I am iterating through a CSV file of URLs and using Invoke-WebRequest to get back the innerHTML and href values for links that match a specified criteria however this only works for some URLs and not for others unless I add the parameter -UseBasicParsing which doesn't provide the property access and filtering capabilities I need.
A common denominator is that the ones that don't work all use a www subdomain but a couple of them are still accessible without this but still don't work and I am not sure this should be an issue anyway as other www URLs do work
As mentioned above, I have tried adding UseBasicParsing which does allow a connection but this restricts the data that I have access to. I have also looked at the http headers for the URLS to try and understand what the differences are but am unsure what the issue is.
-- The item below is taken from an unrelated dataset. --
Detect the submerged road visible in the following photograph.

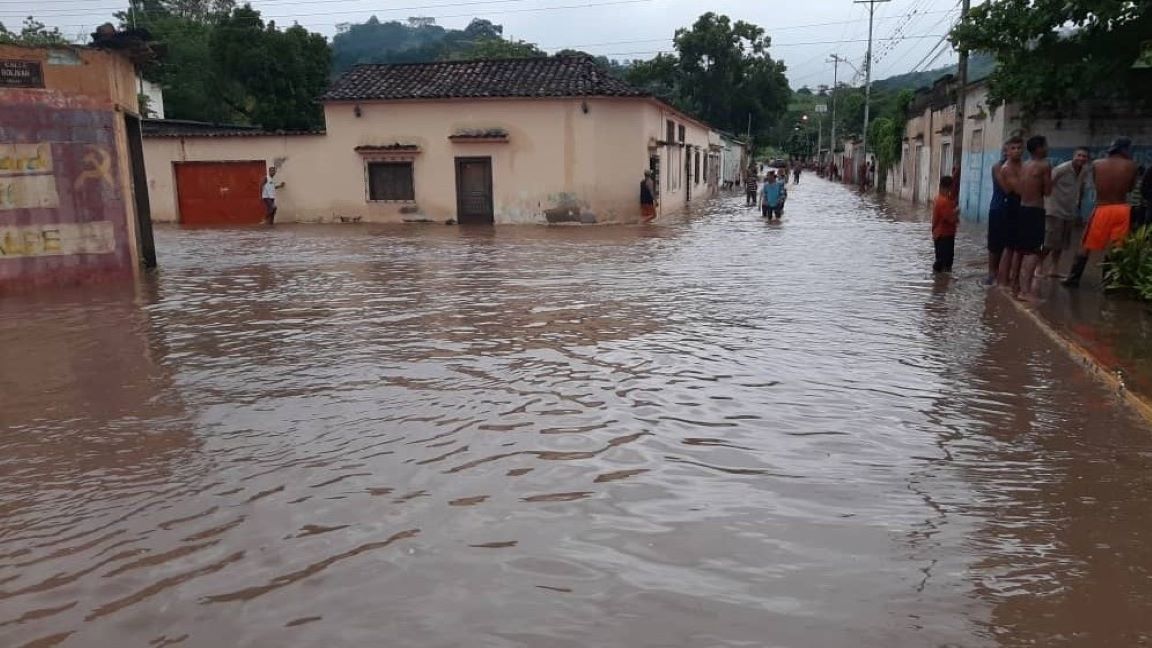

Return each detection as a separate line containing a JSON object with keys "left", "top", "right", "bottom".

This functions correctly and returns the innerHTML text and href for each link on the page
$currentRequest = Invoke-WebRequest -Uri https://moz.com/learn/seo/what-
is-seo
$currentRequest | Get-Member
$currentRequest = $currentRequest.Links |
Select innerHTML, href |
WHERE innerHTML -like *SEO*
$currentRequest
Using exactly the same code with the following URL, the console just freezes until the script is exited
https://www.redevolution.com/what-is-seo
When I run the script with the working URL I get a pair of values for each link as shown below
innerHTML : Recommended SEO Companies
href : https://moz.com/community/recommended
With the non working URL as mentioned above the command line just stays at a blinking cursor.
This is just one example and I need to query other data as well so it would be great to understand how I can consistently run Invoke-WebRequest without issues.
Many thanks!!
Mike